Steve mentioned that we were now going to play "Human Twister"; he would mention a color and either "head", "elbow", "shoulder" or "left/right foot" and you had to put your hand on the head/elbow/shoulder or put your foot next to the foot of someone with that color shirt. So when Steve said "Red head" we all put our hands on the head of the tall guy wearing red. With "blue shoulder" I put my hand on Smurfette's shoulder, etc. That was fun, but at one point I thought some people were going to fall over and take us (and everyone else?) with them. Fortunately, that was averted by Steve telling us to prepare for the "epic battle" (EPIC! BATTLE!).

To do so, the blues and greens went to one end of the field and the reds and the yellows to the other end. We got out our "weapons", the balloons, and blew them up. Smurfette was still with me, so I was echoing Steve's instructions since she wasn't wearing my other headphone anymore. The two groups started yelling at each other: "Red rules!" "Get them all!", ""Death to the Yellows!".

Steve told us to get our "weapons" ready and for each group to walk towards the other and stop when we were twenty yards apart while we did the fife and drum shtick. So there we were: two groups of people walking across the field of battle towards one another, whooping and hollering, brandishing our "weapons", some whistling and some tapping their thighs. That was so much fun and exciting. I actually thought back to eariier battles in history and wondered if this wasn't just a little like them.

Anyway, we stopped twenty yards from each other and commenced with more whooping and hollering. Steve said "Fight" and each group rushed the other one balloons flailing! Oh, it was an epic battle (EPIC! BATTLE!) to be sure! A Yellow had broken through the lines and I was attacking him when four Reds come around our left flank and attacked me. As they beat me with their balloons, I fell to my knees, crying for help, swinging my weapon uselessly around me, and then I fell over "dead". Cries of "Medic!" where heard all across the battlefield.

I just laid on my back and watched the whole thing. :-)

Eventually, Steve called a halt to the battle. By this time over half
of the people were laying on the ground "dead". Steve then had us close our eyes and meditate for a few moments. Then He said goodbye and we all waved as He left.

And with that, the MP3 Experiment:NYC was over.

As I and 200 of my closest friends walked over to the docks, I saw my thumb-war opponent. She saw me and stuck her thumb up in the air. As I passed, we did a quick thumb war which, alas, was a draw.
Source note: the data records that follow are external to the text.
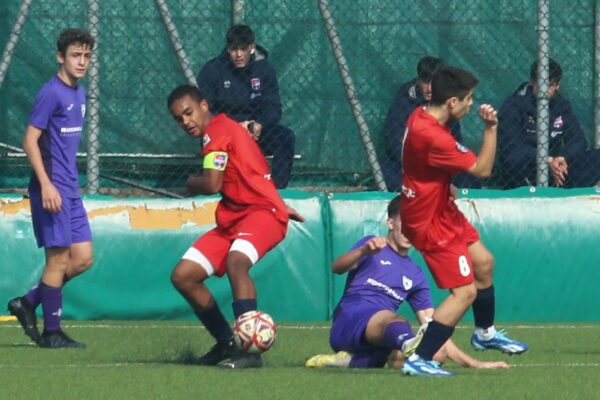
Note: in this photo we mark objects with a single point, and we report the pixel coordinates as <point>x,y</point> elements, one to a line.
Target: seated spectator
<point>241,83</point>
<point>570,163</point>
<point>412,94</point>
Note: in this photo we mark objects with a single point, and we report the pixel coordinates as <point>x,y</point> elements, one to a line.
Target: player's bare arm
<point>51,199</point>
<point>485,160</point>
<point>209,181</point>
<point>348,260</point>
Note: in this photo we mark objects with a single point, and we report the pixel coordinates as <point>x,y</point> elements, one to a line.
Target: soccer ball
<point>254,331</point>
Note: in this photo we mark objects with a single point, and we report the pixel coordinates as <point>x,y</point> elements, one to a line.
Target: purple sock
<point>33,296</point>
<point>396,333</point>
<point>51,306</point>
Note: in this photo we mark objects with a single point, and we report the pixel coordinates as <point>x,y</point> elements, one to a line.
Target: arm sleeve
<point>447,154</point>
<point>574,139</point>
<point>45,105</point>
<point>420,297</point>
<point>270,111</point>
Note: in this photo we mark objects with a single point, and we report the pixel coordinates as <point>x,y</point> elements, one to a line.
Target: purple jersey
<point>385,280</point>
<point>59,112</point>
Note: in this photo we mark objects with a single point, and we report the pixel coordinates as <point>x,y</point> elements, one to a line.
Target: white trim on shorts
<point>246,248</point>
<point>196,256</point>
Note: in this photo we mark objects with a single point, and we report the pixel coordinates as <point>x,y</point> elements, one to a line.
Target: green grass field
<point>144,359</point>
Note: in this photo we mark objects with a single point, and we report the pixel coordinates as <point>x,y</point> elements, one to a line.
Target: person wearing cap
<point>241,83</point>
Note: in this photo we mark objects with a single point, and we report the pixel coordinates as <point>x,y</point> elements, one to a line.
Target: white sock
<point>485,334</point>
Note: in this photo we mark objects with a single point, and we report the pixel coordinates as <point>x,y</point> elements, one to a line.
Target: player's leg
<point>279,141</point>
<point>203,259</point>
<point>486,336</point>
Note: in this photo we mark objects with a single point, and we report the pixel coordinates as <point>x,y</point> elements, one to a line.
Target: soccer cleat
<point>341,359</point>
<point>499,342</point>
<point>416,366</point>
<point>219,352</point>
<point>58,340</point>
<point>25,313</point>
<point>244,360</point>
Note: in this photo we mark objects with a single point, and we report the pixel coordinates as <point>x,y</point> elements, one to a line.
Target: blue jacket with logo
<point>250,93</point>
<point>517,135</point>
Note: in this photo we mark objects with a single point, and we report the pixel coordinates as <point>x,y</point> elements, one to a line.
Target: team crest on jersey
<point>461,148</point>
<point>558,122</point>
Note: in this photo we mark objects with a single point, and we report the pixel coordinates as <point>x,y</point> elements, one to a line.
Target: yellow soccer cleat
<point>340,359</point>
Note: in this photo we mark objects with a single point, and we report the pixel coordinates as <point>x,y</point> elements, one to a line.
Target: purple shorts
<point>62,229</point>
<point>348,334</point>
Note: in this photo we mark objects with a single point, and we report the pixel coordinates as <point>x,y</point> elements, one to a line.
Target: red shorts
<point>450,263</point>
<point>253,234</point>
I was wondering how they were going to handle having 200-some people trying to get back to Manhattan all at the same time, especially when the ferries only run once every half hour. It turns out that they got some really big ferries and they were loading two up at the same time.
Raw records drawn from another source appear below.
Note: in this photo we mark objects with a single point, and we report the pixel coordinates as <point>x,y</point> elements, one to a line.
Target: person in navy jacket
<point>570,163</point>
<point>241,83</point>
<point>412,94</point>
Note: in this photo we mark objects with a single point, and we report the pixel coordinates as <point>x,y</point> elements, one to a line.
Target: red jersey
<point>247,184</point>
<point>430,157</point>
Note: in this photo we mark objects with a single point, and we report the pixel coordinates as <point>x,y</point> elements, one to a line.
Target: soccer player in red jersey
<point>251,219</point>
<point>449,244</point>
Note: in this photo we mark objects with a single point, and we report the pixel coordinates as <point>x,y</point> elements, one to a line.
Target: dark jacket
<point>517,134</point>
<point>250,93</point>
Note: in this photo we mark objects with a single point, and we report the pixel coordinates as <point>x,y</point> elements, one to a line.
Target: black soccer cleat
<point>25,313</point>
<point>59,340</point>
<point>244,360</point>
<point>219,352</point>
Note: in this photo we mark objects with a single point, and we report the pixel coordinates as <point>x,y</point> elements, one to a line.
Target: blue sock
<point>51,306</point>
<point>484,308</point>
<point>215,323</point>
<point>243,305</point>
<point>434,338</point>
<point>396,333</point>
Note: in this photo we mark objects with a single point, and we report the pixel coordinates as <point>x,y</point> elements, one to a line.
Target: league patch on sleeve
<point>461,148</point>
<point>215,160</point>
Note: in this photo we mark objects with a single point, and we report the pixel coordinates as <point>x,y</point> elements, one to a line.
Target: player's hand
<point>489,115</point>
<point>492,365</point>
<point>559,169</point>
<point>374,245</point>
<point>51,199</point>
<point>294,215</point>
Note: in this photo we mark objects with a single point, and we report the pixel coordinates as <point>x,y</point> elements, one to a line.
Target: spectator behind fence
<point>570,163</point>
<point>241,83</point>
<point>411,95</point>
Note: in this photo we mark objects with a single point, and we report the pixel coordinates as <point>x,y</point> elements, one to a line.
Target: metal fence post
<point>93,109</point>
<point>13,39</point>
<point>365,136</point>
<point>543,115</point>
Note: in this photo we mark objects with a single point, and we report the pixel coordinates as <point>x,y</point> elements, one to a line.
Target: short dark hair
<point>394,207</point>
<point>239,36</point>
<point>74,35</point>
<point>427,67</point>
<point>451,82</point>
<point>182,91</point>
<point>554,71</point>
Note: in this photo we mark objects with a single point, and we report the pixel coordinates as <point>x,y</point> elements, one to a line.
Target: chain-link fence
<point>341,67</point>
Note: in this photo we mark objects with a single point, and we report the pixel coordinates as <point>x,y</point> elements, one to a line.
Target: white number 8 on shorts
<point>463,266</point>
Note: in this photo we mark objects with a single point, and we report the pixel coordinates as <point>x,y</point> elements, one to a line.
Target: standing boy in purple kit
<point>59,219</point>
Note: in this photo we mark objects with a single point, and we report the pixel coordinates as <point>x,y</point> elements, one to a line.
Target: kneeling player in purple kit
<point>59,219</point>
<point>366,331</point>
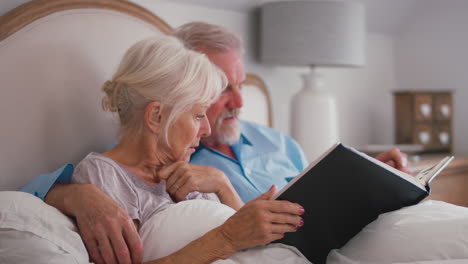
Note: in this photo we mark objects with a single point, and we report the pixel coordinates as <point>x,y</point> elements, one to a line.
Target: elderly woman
<point>161,92</point>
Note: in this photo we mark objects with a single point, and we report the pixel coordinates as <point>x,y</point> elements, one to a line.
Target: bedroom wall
<point>363,94</point>
<point>431,53</point>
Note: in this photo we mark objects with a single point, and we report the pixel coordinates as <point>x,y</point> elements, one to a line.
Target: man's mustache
<point>234,112</point>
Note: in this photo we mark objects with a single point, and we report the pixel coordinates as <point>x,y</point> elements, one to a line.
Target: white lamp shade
<point>318,33</point>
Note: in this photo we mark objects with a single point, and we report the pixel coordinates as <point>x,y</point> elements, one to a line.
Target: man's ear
<point>153,116</point>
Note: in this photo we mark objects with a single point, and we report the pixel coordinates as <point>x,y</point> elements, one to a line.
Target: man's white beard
<point>226,133</point>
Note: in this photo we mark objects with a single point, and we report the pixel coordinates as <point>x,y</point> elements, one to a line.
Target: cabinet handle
<point>424,137</point>
<point>426,110</point>
<point>444,138</point>
<point>445,110</point>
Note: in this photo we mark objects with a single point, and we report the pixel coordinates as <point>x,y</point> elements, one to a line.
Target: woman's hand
<point>261,221</point>
<point>182,178</point>
<point>395,158</point>
<point>107,230</point>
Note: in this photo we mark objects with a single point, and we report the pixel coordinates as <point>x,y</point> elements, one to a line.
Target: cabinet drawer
<point>423,134</point>
<point>423,107</point>
<point>442,135</point>
<point>443,107</point>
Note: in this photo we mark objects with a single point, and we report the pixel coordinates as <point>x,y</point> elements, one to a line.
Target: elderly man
<point>253,157</point>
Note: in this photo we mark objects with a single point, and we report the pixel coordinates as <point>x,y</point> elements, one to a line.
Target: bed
<point>55,54</point>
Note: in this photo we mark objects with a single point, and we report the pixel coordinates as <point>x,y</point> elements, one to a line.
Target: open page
<point>427,175</point>
<point>422,178</point>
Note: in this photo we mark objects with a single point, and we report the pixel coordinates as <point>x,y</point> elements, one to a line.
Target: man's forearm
<point>60,196</point>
So we formed two queues each about six abreast and we were allowed onto the ferries in groups of ten or so. While we were waiting, someone led us in various activities like singing "If you're happy and you know it" and "Row, row, row your boat". Eventually, I did get on the first boat out, had a nice time talking to some other people, and eventually got into a cab and headed for dinner in Little Italy.